# Grow room effect on sleep and mood



## Zarnon (Apr 9, 2006)

Hey y'all. 

I am not sure where to put this topic. Do your lights mess up your sleep cycle? I run mine so they come on at night and I notice going to bed really early then waking up at 3am. 


I try to stay out of the room later at night because I think that's part of it. There is no light leak from the room.


At the same time the bright lights seem to really elevate my mood. I had one of the best Christmases and usually around that time of year I am prone to being really bummed out. 


Every grow I wonder if I am going to ever get bored with this stuff. I don't think so!! 

(PS,  this may or may not have had a lil bit to do with my 'Merry' Christmas)


----------



## Mutt (Apr 10, 2006)

Well sometimes, the bud may put out a dust or odor that may make you lathargic. Heard of it and expereinced when I flowered in my closet in my bedroom once. since then the grow has been moved.
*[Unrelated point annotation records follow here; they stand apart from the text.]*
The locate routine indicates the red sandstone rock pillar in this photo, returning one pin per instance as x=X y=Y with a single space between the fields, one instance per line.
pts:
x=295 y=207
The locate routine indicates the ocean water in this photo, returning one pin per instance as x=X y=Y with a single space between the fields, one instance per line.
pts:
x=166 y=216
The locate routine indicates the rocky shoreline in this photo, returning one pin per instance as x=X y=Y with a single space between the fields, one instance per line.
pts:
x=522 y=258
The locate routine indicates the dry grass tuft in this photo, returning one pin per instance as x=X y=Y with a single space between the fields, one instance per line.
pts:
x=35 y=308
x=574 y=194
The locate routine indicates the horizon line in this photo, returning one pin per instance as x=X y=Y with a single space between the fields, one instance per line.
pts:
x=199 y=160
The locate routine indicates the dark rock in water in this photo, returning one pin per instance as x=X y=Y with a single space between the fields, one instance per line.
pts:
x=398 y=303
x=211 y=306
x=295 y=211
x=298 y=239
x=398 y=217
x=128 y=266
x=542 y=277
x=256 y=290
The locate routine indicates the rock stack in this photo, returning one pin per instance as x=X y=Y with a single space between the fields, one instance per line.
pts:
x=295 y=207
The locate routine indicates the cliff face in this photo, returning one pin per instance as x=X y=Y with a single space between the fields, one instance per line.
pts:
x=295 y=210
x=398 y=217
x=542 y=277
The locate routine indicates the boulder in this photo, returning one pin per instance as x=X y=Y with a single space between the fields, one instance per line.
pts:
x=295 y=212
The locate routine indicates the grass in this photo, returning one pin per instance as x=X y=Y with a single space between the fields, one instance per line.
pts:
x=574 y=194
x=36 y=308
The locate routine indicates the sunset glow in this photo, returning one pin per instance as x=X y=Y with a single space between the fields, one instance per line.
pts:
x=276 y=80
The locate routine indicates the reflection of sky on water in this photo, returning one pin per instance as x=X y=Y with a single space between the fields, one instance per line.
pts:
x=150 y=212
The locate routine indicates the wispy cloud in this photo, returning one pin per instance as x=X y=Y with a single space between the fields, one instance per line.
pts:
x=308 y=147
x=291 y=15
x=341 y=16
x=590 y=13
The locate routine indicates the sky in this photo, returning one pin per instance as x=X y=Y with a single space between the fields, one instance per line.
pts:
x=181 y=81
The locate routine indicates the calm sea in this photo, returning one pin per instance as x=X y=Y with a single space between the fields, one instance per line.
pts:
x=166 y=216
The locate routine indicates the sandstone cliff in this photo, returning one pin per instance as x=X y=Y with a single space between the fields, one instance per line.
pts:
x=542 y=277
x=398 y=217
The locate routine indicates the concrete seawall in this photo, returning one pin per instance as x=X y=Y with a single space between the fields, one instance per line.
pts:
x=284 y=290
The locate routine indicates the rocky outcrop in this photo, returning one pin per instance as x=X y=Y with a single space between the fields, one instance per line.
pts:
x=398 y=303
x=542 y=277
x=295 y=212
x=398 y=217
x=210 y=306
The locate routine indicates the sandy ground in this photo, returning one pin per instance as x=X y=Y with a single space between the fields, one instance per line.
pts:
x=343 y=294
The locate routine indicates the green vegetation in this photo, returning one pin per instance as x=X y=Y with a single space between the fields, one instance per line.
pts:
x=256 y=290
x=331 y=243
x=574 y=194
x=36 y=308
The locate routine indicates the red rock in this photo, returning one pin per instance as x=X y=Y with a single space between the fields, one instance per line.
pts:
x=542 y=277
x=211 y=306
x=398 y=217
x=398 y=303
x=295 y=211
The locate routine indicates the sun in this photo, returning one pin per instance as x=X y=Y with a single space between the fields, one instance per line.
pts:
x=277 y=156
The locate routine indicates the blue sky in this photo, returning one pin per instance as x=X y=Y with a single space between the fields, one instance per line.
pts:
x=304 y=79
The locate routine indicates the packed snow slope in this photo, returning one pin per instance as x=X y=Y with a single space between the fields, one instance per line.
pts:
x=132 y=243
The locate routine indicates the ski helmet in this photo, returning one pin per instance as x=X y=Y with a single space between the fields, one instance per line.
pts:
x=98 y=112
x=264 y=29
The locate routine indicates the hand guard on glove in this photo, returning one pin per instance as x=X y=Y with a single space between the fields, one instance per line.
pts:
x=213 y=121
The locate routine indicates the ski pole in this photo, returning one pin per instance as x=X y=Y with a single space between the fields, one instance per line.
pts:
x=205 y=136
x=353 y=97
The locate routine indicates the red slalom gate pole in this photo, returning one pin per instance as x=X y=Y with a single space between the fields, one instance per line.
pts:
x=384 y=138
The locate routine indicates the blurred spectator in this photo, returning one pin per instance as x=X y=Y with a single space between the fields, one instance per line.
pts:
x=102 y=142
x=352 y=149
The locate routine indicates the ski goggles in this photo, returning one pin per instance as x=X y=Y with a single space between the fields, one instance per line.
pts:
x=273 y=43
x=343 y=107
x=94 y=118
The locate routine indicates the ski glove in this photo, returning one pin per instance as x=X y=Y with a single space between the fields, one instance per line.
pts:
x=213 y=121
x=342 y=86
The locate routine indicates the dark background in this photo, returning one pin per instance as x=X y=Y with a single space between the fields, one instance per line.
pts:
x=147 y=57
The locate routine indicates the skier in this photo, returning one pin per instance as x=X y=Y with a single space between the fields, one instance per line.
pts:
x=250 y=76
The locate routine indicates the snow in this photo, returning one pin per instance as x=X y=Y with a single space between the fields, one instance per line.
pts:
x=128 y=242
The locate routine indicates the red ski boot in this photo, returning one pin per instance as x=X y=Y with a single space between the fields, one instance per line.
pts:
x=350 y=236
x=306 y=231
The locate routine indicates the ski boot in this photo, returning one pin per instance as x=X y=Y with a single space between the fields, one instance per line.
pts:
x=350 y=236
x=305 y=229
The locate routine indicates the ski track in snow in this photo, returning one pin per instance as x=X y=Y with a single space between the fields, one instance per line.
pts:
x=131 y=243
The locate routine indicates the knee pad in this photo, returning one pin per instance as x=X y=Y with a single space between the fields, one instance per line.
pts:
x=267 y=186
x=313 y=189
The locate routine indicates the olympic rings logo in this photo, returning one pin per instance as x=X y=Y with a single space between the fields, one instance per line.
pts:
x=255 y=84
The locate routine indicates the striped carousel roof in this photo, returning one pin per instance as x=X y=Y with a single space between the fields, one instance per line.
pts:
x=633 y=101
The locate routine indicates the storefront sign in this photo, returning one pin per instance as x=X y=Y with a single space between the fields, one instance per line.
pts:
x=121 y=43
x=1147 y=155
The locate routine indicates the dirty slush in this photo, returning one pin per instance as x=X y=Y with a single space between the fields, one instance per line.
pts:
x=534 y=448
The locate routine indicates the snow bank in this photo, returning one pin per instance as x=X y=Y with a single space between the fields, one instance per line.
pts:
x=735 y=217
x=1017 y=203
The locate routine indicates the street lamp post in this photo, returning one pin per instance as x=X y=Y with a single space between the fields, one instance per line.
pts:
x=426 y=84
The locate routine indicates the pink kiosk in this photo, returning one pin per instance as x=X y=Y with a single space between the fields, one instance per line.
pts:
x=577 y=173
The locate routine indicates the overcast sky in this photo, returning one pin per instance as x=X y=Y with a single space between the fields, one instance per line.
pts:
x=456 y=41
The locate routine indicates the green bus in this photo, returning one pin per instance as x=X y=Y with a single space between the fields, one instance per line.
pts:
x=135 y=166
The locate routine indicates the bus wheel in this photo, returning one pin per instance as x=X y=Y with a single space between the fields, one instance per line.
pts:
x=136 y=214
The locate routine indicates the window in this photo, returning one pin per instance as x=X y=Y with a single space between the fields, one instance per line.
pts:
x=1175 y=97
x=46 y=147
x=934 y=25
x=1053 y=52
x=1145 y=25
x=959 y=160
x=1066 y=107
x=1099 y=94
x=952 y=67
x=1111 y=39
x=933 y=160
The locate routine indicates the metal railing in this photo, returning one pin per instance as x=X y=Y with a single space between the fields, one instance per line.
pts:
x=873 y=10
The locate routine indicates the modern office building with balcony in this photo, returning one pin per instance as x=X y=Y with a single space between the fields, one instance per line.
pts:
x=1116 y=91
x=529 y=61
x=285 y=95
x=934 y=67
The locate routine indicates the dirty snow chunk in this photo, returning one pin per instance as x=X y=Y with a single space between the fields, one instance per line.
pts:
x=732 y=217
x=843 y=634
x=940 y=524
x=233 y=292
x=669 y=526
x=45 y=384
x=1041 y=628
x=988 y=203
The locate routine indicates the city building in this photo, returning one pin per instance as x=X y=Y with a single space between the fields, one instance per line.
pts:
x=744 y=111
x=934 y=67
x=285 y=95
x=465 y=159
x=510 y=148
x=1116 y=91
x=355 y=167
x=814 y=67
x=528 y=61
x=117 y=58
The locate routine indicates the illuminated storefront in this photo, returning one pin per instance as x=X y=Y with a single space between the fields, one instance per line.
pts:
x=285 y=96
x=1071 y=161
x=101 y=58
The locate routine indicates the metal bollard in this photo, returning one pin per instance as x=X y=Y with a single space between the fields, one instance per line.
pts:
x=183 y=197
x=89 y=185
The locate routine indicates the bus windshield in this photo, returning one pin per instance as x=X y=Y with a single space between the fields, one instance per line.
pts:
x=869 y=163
The lights esp. true daylight spectrum and MH bulbs produce a the quality of light that the body likes and uses. Thats why your more prone to depression in the winter months than summer. Sunlight is one of natures best defense to depression. You may want to consider running the lights off at night if it is messing with your sleep schedule. my schedule is 7am to 7pm. give me time to work on the plant in the afternoon. 

and on a last note:
That would make anyones christmas merrier. hahaha. great lookin bud.


----------



## Zarnon (Apr 10, 2006)

Thought about it dude, but seriously I really like how the room temps do with the reverse cycle.

I think my body is getting more used to it. This time I am back on a relatively normal (10:30-6:30) cycle. Not bad, I actually get a lot accomplished LOL...


----------



## Insane (Apr 10, 2006)

Yeah I'm with Mutt on this one, my light schedule is 6am-6pm, that way I get a quick peak at my plants before I go to work, and I get to work on them when I get home in the afternoon.


----------



## Grannie420 (Apr 10, 2006)

Don't you worry about the smell ? I mean in you're clothing etc?


----------



## LdyLunatic (Apr 10, 2006)

the light here is on a night scheule too...9pm to 9 am...like mentioned...the temps are appealing ...and it works with the kiddies...soon as they are asleep...the ladies are waking up


----------